# NOVEL ADAPTIVE KEEPER LBL TECHNIQUE FOR LOW POWER AND HIGH PERFORMANCE REGISTER FILES

Na Gong<sup>1</sup>, Geng Tang<sup>1</sup>, Jinhui Wang<sup>2</sup> and Ramalingam Sridhar<sup>1</sup> <sup>1</sup>University at Buffalo, State University of New York, Buffalo, NY, USA <sup>2</sup>VLSI and System Lab, Beijing University of Technology, Beijing, China {nagong,rsridhar}@buffalo.edu

# ABSTRACT

This paper develops a novel adaptive keeper local bit line (LBL) technique to achieve low power and high performance register files design. To avoid increasing the implementation hardware overhead, the proposed technique employs a clock-combined unit to generate the body voltage of keeper. We evaluate the effectiveness of the proposed technique in a two-cycle 64-entries  $\times$  32b register file design for 8GHz operation in 1V, 32nm high-K Metal-Gate technology. HSPICE simulation results show that the delay time is reduced by 29% and the power consumption is reduced by 36.1%-46.2% depending on the number of reading ports, as compared to the tradition register files design. Moreover, the proposed technique shows good robustness to noise and process variations.

### I. INTRODUCTION

As a fundamental part in a microprocessor, register files are typically on the critical path and its access time limits the achievable maximum operating frequency. In addition to the access time, power consumption of register files is also an important parameter due to the highly frequent accesses and multiple ports. Therefore, low power and high performance registers files design is an important issue in modern microprocessors. In order to speed up the operation, wide fan-in domino circuits are forced in use for local (LBL) and global bit lines (GBL) in register files [4]. However, due to the parallel pull-down network in wide domino circuits, the robustness to noise, leakage current and process variations has become a great concern, especially, in the design of LBL which usually has larger fan-in number than GBL. A convention solution to improve the robustness is to upsize PMOS keeper transistor to get a strong keeper. However, a strong keeper increases bit-line contention current during evaluate operation, thereby increasing the evaluation delay time and power consumption.
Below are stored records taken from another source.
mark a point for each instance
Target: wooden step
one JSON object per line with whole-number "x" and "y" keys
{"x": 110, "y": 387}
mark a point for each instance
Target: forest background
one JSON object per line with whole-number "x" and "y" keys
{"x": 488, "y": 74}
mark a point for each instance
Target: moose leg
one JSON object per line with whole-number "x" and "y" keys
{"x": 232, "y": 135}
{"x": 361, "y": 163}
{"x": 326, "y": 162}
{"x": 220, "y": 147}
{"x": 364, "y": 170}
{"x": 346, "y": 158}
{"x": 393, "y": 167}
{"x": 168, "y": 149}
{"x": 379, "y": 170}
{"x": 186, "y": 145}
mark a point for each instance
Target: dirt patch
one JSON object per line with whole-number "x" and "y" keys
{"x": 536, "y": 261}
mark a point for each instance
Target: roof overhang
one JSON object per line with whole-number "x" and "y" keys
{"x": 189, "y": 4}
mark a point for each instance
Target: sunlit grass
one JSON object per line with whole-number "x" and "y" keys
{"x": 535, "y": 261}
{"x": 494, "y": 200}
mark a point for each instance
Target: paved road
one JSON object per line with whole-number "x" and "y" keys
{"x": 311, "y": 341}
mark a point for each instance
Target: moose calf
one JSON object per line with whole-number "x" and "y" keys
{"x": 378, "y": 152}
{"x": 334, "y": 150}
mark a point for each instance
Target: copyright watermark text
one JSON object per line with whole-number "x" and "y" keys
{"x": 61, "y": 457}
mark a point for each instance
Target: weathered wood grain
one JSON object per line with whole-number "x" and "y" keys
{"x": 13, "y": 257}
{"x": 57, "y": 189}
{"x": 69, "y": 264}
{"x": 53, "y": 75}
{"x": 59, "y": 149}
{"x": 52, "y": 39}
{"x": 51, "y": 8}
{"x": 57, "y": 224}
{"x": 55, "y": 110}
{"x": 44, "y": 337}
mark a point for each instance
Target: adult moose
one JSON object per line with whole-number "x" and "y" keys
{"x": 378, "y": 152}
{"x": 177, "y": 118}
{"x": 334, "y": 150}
To solve this problem, researchers have proposed several adaptive keeper techniques. In [7], a variable threshold voltage keeper is designed to improve the evaluation speed, robustness, and reduce power consumption. In [8], a forward body bias keeper technique is introduced to enhance the robustness to noise with speed penalty. In [9], another adaptive keeper technique is presented to trade off among a high power/speed efficient operation and the robustness to noise and process variation. However, all of these adaptive keeper techniques require additional power supplies, depending on integration of DC-DC converters on die or adding extra pins to connect off-chip power supplies. As a consequence, these techniques are realized with increased layout area and implementation overheads.

In this paper, a novel adaptive keeper LBL technique is proposed to achieve low power and high performance without increasing hardware complexity. We applies it to a two-cycle 64-entries  $\times$  32b register file design for 8GHz operation in 1V, 32nm high-K Metal-Gate technology. Our simulation results show that the proposed technique achieves good characterizations of speed, power, noise immunity, design complexity, and uncertainty parameter of register file.
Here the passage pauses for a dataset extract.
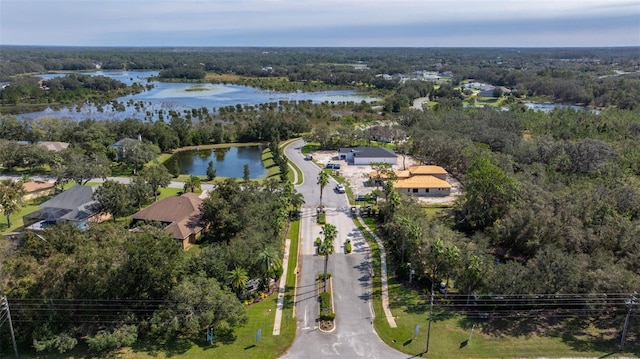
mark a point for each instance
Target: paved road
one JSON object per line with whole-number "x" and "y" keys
{"x": 354, "y": 336}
# **II. PROPOSED ADAPTIVE KEEPER TECHNIQUE**

In this section, the working function and implementation scheme of the proposed adaptive keeper technique is analyzed.

# A. Novel Adaptive Keeper LBL Technique

Fig. 1 shows the proposed adaptive keeper LBL technique. It adopts a high  $V_t$  keeper with adaptive body bias voltage ( $V_{b_keeper}$ ). The principle of the proposed technique is shown in Fig. 2. In traditional design with low  $V_t$  keeper, a strong keeper is applied in both pre-charge (CLK=0) and evaluation stages (CLK=1), as shown in Fig. 2 (a).
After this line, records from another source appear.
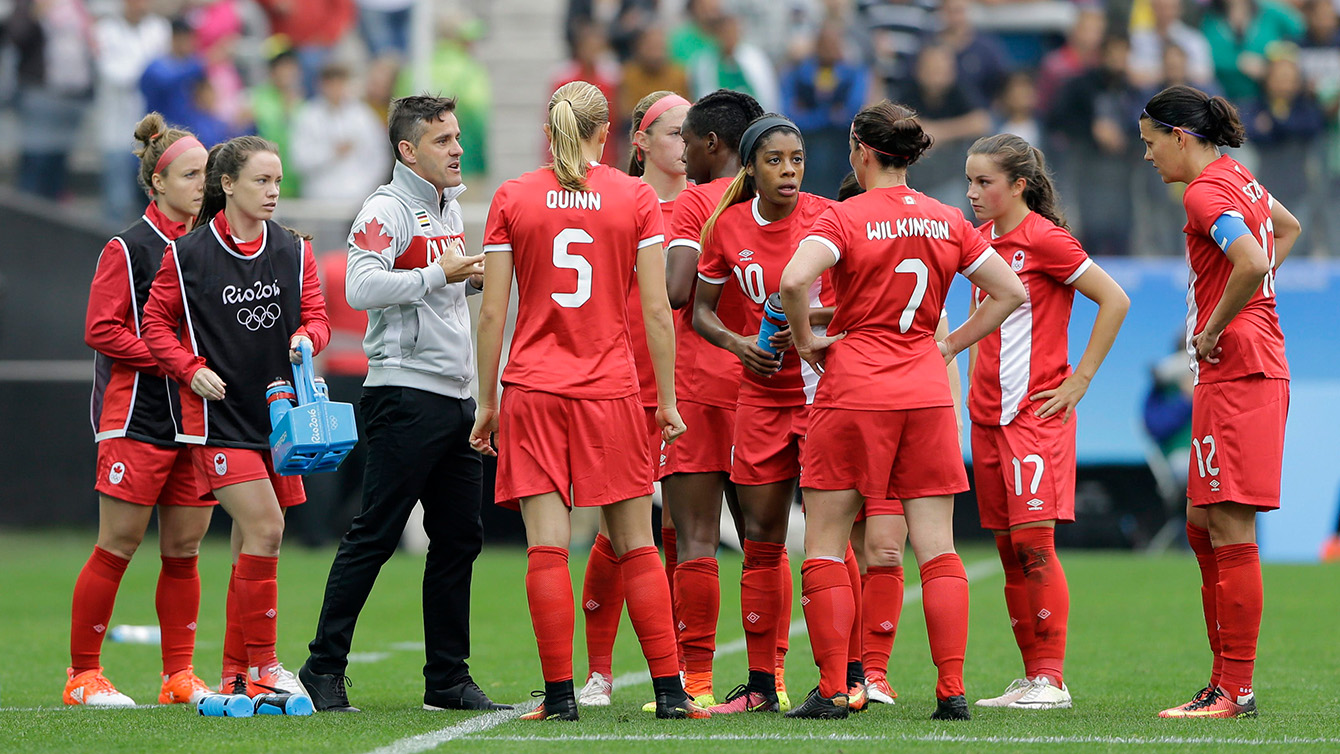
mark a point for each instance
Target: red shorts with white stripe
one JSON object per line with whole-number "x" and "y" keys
{"x": 590, "y": 451}
{"x": 895, "y": 454}
{"x": 219, "y": 468}
{"x": 145, "y": 473}
{"x": 1237, "y": 441}
{"x": 767, "y": 443}
{"x": 1024, "y": 470}
{"x": 705, "y": 445}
This helps LBL achieve good robustness but the evaluation speed is decreased due to the large contention current of keeper. As an alternative, a weak high V<sub>t</sub> keeper is used to achieve high evaluation speed with the cost of robustness, as shown in Fig. 2 (b). Our proposed design is based on a high V<sub>t</sub> keeper with adaptive body bias voltage and its working principle is shown in Fig.2 (c): in precharge stage, PMOS pre-charger is 'ON' and the dynamic node is charged to  $V_{dd}$ . In this phase, the high-V<sub>t</sub> keeper can be applied with zero body bias and works as a weak keeper. This does not degrade the robustness during pre-charge stage since the dynamic node voltage can be maintained by the "ON" pre-charger. When the clock signal becomes high, LBL enters its evaluation stage. At the beginning of evaluation, if there are conductive pull-down paths, the dynamic node will discharge to zero. During this short transition process, a weak keeper with zero body bias is applied to reduce the contention current, thereby achieving high speed and low short-circuit power consumption. After this transition process finishes, a strong keeper with forward body bias (FBB) voltage (Gndh) is applied to increase the keeper current and thereby improve the robustness to noise. Note that, the FBB voltage Gndh is limited, the keeper will strongly forward bias and produce enough drain-to-body diode current to oppose the drain current, thereby lowering the voltage of the evaluation node and ending the enhancement of the noise immunity as well [8-9].

#### B. Clock-combined FBB generator

To implement our proposed technique, we propose a clock-combined unit to generate V<sub>b keeper</sub> to avoid increasing of hardware complexity, which is shown in Fig.3. The obtained V<sub>b keeper</sub> generated by the clock-based unit is shown in Fig. 2 (d). First, a signal is extracted from the delayed clock stage between  $\Phi LBL$  (clock signal of LBL) and  $\Phi GBL$ (clock signal of GBL) to meet the timing constraint. Next, a PMOS transistor (PMOS adjuster) is used to adjust the amplitude of V<sub>b keeper</sub> to avoid large drain-to-body diode current. Accordingly, the amplitude of obtained  $V_{b \text{ keeper}}$  ranges from  $|V_{thp}|$  (the threshold voltage of adjuster) to V<sub>dd</sub>. Such implementation scheme is based on the existing delayed clock stage between LBL and GBL in register files, and it does not need an extra body bias voltage generator in addition to a core supply voltage. Also, a clock-combined unit can be shared among multiple LBL, so the cost of adjuster is negligible. Therefore, our implementation scheme achieves a significant improvement in terms of system complexity.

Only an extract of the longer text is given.